La sua carriera scientifica proseguì a Praga, dove incontrò Tycho Brahe. Alla morte dell’astronomo danese, avvenuta nel 1601, divenne matematico imperiale a Praga, qualifica che mantenne fino al 1612. E, nel 1609, pubblicò la sua opera più importante, l’Astronomia Nova, ovvero la fisica celeste, tratta dai commentari dei movimenti di Marte, sulla base delle osservazioni di Tycho Brahe.

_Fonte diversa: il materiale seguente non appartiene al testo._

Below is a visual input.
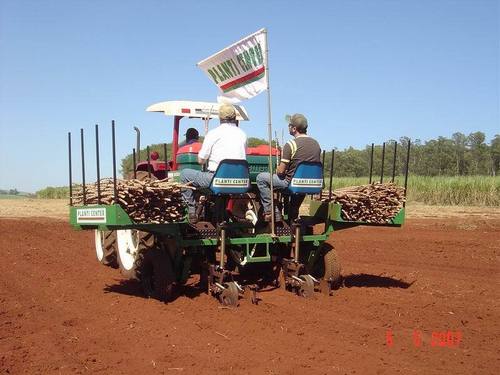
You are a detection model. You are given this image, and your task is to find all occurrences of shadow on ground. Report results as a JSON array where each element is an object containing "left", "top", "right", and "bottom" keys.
[
  {"left": 103, "top": 280, "right": 203, "bottom": 299},
  {"left": 343, "top": 273, "right": 415, "bottom": 289}
]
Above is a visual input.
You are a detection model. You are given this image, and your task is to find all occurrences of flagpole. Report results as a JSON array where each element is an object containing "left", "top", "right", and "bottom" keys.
[{"left": 263, "top": 28, "right": 276, "bottom": 237}]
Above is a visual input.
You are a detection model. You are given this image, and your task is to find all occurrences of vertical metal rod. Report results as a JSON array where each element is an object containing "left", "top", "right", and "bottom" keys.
[
  {"left": 95, "top": 124, "right": 101, "bottom": 204},
  {"left": 403, "top": 139, "right": 411, "bottom": 207},
  {"left": 80, "top": 129, "right": 87, "bottom": 205},
  {"left": 293, "top": 224, "right": 300, "bottom": 263},
  {"left": 328, "top": 149, "right": 335, "bottom": 201},
  {"left": 111, "top": 120, "right": 118, "bottom": 204},
  {"left": 380, "top": 142, "right": 385, "bottom": 183},
  {"left": 219, "top": 228, "right": 226, "bottom": 269},
  {"left": 146, "top": 146, "right": 151, "bottom": 178},
  {"left": 391, "top": 141, "right": 398, "bottom": 182},
  {"left": 134, "top": 126, "right": 141, "bottom": 162},
  {"left": 68, "top": 132, "right": 73, "bottom": 206},
  {"left": 369, "top": 143, "right": 374, "bottom": 184},
  {"left": 163, "top": 143, "right": 168, "bottom": 178},
  {"left": 320, "top": 150, "right": 326, "bottom": 195},
  {"left": 263, "top": 29, "right": 276, "bottom": 237},
  {"left": 132, "top": 148, "right": 137, "bottom": 179}
]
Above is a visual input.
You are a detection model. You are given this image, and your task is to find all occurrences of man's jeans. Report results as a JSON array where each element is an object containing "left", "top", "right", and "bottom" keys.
[
  {"left": 257, "top": 172, "right": 289, "bottom": 213},
  {"left": 180, "top": 168, "right": 214, "bottom": 215}
]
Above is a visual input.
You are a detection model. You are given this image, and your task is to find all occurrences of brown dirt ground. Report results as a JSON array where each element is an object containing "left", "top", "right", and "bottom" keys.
[{"left": 0, "top": 202, "right": 500, "bottom": 374}]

Fu un’opera di fondamentale importanza per l’astronomia. Si può, infatti, affermare che Newton non avrebbe potuto scoprire la legge di gravitazione universale senza l’apporto fornito a lui dagli studi di Keplero. Erano leggi naturali intese nel senso moderno del termine: si tratta, infatti, di enunciati precisi, facilmente verificabili e relativi a rapporti universali che governano i singoli fenomeni e che sono espressi in termini matematici.
Questi enunciati rivoluzionari consentirono di separare l’astronomia dalla teologia, per unirla invece alla fisica. Da quel momento, la cosmologia sarà liberata dall’ingombrante presenza di ruote e sfere, e l’universo ed il Sistema solare saranno popolati da corpi celesti simili alla Terra e in perenne rivoluzione attraverso gli spazi siderali.

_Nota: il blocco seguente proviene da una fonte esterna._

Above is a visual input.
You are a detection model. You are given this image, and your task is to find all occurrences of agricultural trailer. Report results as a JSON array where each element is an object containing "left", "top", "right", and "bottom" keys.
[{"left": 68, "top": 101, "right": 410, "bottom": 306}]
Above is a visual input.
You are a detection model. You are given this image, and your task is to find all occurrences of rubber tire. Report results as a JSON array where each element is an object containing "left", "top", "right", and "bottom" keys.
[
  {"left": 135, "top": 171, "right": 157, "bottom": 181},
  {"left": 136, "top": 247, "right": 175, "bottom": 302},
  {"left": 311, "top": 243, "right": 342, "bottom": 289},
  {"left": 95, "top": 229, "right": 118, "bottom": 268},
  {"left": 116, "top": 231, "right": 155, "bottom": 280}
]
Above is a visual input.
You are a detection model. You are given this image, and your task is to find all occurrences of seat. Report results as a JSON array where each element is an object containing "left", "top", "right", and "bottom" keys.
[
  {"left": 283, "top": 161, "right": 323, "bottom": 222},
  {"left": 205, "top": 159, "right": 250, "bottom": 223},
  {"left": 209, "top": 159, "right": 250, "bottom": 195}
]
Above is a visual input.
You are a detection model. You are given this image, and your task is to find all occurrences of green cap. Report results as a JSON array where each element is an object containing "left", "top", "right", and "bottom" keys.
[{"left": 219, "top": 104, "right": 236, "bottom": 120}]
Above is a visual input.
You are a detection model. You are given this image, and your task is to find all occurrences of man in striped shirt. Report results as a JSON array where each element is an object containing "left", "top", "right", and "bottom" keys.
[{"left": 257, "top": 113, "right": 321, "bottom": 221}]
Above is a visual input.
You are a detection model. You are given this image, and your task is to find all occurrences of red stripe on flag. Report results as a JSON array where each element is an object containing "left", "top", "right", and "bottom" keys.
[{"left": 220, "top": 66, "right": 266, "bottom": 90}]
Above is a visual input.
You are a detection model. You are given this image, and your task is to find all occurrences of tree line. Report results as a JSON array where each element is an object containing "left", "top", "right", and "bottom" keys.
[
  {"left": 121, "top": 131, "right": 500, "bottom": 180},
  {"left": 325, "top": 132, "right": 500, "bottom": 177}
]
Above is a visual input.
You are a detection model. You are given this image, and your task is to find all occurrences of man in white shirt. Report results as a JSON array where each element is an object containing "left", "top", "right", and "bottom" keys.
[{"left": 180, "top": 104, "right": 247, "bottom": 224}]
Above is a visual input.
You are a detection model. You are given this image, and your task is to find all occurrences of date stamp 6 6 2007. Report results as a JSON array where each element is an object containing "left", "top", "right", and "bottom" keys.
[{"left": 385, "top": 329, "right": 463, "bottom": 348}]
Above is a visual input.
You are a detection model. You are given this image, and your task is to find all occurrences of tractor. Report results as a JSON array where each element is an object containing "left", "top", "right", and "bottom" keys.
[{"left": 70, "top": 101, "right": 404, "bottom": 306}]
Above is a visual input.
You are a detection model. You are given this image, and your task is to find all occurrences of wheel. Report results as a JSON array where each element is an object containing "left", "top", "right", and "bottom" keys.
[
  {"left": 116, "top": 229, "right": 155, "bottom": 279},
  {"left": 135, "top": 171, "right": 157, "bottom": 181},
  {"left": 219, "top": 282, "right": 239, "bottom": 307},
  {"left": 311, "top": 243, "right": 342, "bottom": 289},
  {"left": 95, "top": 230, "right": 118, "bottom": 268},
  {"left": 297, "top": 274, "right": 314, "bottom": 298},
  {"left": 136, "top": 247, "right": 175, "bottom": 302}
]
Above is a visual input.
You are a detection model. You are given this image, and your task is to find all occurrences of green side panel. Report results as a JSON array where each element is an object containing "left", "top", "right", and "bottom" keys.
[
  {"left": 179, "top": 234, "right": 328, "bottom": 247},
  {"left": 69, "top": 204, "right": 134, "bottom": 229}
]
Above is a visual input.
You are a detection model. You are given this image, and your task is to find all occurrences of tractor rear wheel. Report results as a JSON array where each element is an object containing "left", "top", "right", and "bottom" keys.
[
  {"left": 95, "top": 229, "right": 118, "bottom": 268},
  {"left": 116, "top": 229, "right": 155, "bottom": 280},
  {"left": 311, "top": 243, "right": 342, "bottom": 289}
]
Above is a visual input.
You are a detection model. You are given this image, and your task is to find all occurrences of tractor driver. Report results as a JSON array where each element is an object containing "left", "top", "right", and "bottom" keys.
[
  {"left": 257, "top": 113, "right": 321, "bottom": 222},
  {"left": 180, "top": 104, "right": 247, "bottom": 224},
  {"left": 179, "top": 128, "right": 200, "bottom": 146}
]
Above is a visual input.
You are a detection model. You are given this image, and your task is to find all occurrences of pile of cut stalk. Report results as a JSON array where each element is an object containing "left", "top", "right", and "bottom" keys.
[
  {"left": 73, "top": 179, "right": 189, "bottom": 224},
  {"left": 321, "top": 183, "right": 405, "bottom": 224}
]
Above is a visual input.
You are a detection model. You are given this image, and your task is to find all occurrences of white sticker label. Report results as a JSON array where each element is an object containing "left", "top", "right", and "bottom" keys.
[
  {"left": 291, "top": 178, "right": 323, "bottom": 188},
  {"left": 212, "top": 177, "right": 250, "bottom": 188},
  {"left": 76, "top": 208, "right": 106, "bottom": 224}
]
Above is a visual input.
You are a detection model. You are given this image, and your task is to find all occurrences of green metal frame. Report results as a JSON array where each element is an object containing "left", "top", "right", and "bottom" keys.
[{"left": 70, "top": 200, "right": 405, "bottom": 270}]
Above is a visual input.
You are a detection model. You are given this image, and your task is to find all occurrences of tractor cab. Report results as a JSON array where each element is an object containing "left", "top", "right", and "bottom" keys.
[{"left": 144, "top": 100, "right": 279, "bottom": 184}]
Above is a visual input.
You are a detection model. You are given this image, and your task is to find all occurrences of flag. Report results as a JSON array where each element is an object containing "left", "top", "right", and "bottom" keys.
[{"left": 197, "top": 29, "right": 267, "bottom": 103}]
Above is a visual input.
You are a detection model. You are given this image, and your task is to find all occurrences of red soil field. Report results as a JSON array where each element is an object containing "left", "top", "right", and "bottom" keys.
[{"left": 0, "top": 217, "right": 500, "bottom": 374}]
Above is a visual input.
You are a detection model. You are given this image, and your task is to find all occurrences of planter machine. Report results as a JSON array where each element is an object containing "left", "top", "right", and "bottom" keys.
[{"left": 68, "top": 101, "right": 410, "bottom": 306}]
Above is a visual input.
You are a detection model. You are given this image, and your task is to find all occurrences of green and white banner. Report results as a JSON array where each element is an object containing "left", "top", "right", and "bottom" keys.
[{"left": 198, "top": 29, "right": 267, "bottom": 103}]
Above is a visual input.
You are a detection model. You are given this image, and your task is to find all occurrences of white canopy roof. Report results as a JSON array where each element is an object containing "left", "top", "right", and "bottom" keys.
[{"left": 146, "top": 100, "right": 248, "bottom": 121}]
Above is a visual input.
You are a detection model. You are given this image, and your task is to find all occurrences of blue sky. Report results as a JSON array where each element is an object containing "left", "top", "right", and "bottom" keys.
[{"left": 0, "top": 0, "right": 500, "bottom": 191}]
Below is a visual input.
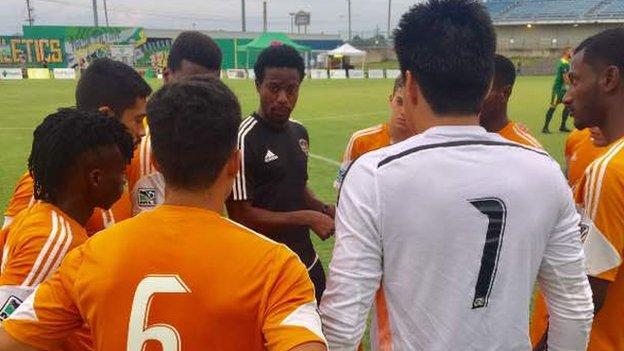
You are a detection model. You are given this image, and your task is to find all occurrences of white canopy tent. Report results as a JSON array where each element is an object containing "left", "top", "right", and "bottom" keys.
[{"left": 320, "top": 43, "right": 366, "bottom": 70}]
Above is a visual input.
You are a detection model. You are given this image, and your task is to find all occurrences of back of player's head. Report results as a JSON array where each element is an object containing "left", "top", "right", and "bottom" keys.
[
  {"left": 583, "top": 28, "right": 624, "bottom": 77},
  {"left": 167, "top": 31, "right": 223, "bottom": 72},
  {"left": 392, "top": 75, "right": 405, "bottom": 95},
  {"left": 76, "top": 58, "right": 152, "bottom": 117},
  {"left": 494, "top": 55, "right": 516, "bottom": 88},
  {"left": 147, "top": 78, "right": 241, "bottom": 189},
  {"left": 254, "top": 45, "right": 305, "bottom": 84},
  {"left": 28, "top": 108, "right": 133, "bottom": 202},
  {"left": 394, "top": 0, "right": 496, "bottom": 115}
]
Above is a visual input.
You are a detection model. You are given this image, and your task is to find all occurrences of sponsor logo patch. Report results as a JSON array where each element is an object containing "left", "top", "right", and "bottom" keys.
[{"left": 138, "top": 188, "right": 156, "bottom": 207}]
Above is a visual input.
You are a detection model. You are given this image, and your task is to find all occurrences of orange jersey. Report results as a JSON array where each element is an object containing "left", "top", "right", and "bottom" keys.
[
  {"left": 334, "top": 123, "right": 392, "bottom": 190},
  {"left": 5, "top": 172, "right": 132, "bottom": 236},
  {"left": 0, "top": 202, "right": 92, "bottom": 351},
  {"left": 565, "top": 129, "right": 607, "bottom": 186},
  {"left": 3, "top": 205, "right": 325, "bottom": 351},
  {"left": 128, "top": 133, "right": 165, "bottom": 215},
  {"left": 498, "top": 121, "right": 544, "bottom": 149},
  {"left": 531, "top": 139, "right": 624, "bottom": 351}
]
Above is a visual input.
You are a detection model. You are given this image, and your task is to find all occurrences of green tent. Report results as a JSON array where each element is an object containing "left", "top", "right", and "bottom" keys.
[{"left": 237, "top": 32, "right": 312, "bottom": 68}]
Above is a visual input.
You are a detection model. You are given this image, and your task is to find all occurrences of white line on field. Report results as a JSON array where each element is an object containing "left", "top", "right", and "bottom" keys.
[{"left": 310, "top": 153, "right": 340, "bottom": 167}]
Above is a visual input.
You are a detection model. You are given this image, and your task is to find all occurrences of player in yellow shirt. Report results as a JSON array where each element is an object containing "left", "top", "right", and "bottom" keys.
[
  {"left": 3, "top": 59, "right": 152, "bottom": 235},
  {"left": 534, "top": 28, "right": 624, "bottom": 351},
  {"left": 128, "top": 31, "right": 222, "bottom": 215},
  {"left": 334, "top": 76, "right": 414, "bottom": 190},
  {"left": 0, "top": 109, "right": 132, "bottom": 350},
  {"left": 479, "top": 55, "right": 543, "bottom": 149},
  {"left": 0, "top": 79, "right": 326, "bottom": 351}
]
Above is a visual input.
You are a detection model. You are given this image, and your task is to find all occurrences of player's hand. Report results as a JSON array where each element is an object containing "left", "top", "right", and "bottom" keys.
[{"left": 308, "top": 211, "right": 334, "bottom": 240}]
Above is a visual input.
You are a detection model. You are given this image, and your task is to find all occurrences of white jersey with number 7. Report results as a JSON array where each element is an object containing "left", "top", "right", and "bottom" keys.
[{"left": 321, "top": 126, "right": 593, "bottom": 351}]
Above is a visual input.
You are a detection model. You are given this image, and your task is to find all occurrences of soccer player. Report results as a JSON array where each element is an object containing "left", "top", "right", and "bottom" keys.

Solo Marte ci permette di penetrare i segreti dell’astronomia che altrimenti ci rimarrebbero nascosti”: queste le parole tratte dall’‘Astronomia Nova’. E proprio da Marte, infatti, prese il via la lunga ricerca che avrebbe condotto alla scoperta delle tre leggi che avrebbero reso celebre Keplero per l’eternità. Marte, per la pronunciata eccentricità della propria orbita, avrebbe aiutato l’astronomo tedesco a capire i meccanismi che governano i moto di rivoluzione dei pianeti.
Il punto di partenza delle sue ricerche furono le precisissime osservazioni di Tycho che sfruttò per le proprie ricerche. Keplero capì che il Sole non occupava il centro preciso dell’orbita circolare del pianeta, bensì uno dei due fuochi di un’ellisse. Da questa deduzione presero il via gli studi che lo portarono a formulare le tre celebri leggi.

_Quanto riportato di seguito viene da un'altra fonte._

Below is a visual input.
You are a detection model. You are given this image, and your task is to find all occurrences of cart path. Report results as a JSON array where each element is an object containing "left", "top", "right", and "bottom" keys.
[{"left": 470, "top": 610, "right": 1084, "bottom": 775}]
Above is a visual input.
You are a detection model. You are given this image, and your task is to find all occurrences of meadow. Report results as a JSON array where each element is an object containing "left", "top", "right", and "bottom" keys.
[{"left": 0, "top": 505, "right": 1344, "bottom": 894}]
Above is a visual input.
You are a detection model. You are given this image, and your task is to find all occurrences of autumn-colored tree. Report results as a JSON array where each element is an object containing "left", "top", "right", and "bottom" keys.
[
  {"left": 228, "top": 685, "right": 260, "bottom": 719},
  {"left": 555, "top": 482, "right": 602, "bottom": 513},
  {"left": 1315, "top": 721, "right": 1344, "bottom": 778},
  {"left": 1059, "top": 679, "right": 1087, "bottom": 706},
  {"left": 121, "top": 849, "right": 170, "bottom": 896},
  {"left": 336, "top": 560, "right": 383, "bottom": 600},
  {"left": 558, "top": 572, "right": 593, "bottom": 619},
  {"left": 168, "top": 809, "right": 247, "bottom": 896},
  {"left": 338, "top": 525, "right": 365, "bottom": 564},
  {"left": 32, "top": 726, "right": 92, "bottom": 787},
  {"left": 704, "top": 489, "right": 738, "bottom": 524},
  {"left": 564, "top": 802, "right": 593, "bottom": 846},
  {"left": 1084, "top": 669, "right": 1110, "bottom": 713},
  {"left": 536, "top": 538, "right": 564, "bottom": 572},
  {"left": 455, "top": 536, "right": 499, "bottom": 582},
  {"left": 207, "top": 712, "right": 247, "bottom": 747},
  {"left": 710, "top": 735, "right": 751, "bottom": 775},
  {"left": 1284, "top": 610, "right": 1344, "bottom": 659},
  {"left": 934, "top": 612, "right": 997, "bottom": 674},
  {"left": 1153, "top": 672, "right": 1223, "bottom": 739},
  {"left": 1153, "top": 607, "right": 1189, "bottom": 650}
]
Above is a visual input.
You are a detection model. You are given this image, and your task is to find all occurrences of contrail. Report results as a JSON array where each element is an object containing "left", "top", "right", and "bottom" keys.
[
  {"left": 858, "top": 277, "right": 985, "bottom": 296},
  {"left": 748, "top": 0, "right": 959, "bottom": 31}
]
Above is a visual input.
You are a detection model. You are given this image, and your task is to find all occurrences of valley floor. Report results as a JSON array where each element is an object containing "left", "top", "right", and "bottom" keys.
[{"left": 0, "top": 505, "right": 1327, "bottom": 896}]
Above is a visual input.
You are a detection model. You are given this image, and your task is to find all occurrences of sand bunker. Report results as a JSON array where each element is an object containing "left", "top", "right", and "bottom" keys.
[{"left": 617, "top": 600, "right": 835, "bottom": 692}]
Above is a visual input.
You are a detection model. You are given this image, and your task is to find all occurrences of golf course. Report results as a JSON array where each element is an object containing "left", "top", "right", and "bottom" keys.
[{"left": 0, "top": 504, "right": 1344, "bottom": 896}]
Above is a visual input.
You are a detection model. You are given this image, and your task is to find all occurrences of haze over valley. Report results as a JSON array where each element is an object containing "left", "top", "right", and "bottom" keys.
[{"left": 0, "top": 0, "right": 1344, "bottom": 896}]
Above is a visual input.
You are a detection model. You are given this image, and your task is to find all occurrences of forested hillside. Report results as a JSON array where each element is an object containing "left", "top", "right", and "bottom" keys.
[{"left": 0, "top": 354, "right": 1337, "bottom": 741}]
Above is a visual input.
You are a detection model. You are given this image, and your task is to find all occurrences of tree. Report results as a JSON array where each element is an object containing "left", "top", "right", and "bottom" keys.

  • La prima afferma che tutti i pianeti si muovevano attorno al Sole su orbite ellittiche di cui il Sole occupava uno dei fuochi.
  • La seconda legge dice che il raggio vettore, ovvero la linea immaginaria che congiunge il centro del pianeta con quello del Sole, descrive, in tempi uguali, aree uguali.
  • La terza legge stabilisce che il quadrato del periodo siderale di un pianeta (ossia il periodo che impiega a compiere un’intera rivoluzione intorno al Sole) è proporzionale al cubo della sua distanza dal Sole stesso.

La causa principale di questi movimenti planetari era dovuta all’attrazione gravitazionale del corpo più grande, il Sole, nei confronti dei pianeti che ruotano attorno ad esso: l’astronomia moderna era nata e la via per le leggi di Newton era stata aperta.
Le tre leggi verranno poi meglio definite nell’opera del 1618, dal titolo Epitome astronomiae copernicanae.